Combined UK and US operations, coupled with the total abandonment of the Pacific by the US, meant that the Western front was lost to the Germans from the outset of Allied offensive operations. A factory in France was testament to the efforts of the Allies determination to press their only real advantage in the war.
The game was - unfortunately - called due to time constraints, but not before honour could be satisfied. Germany can opened Moscow for Japan, having only taken small bites out of the main Soviet forces up to this point, and received some extremely fortunate dice rolls that made Japans follow up victory a possibility. It was decided that the turn sequence would be forgone and the Allies would launch an all out attack with everything they had to try to take Berlin.
Before the final battle, it was agreed by the participants that an Allied victory would result in a draw, and a successful Axis defence would be an Axis victory. The battle was the last action of the day and there was a great deal of cheering and not a little swearing by the perfidious Germans, but five fighters and just enough boys and old men eliminated the Allied invasion. (One successful AA defence roll being a significant contribution).
The game was called as an Axis victory, but it was conceded that there was a good chance that it would have been an eventual Allied victory, if the game had continued for a few more turns.
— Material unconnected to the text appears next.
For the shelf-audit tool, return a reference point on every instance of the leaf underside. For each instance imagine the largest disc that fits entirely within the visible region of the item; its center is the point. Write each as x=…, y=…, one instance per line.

This was an unconventional game that ebbed and flowed with no clear outcome even to the last, and was thoroughly enjoyed by all involved and all who watched the conclusion. Jon and Colin (who were both new to the Battle of Britain, but definitely not to A&A) fought valiantly, and were formidable and flexible from the word go. Dale’s willingness to stick to his panicky ally and his shaky battle plan was commendable, and certainly his commitment was a major contributor to the final victory.
@aftertaste Thanks Mike. An exciting game! Hopefully you have recovered from the PTSD?
@aftertaste . Good to read how it started and continued. I only got to see the end, of course. Thank you.
GuiltyCol last edited by
@aftertaste Thanks for the game, and the write up. Looking forward to the next one. We’ll have to play faster next time!
@GuiltyCol Have you just joined the forum? Hope to see you here more.
Welcome to the forum Colin!
P.S. Do tell us what it is that you have to feel guilty about?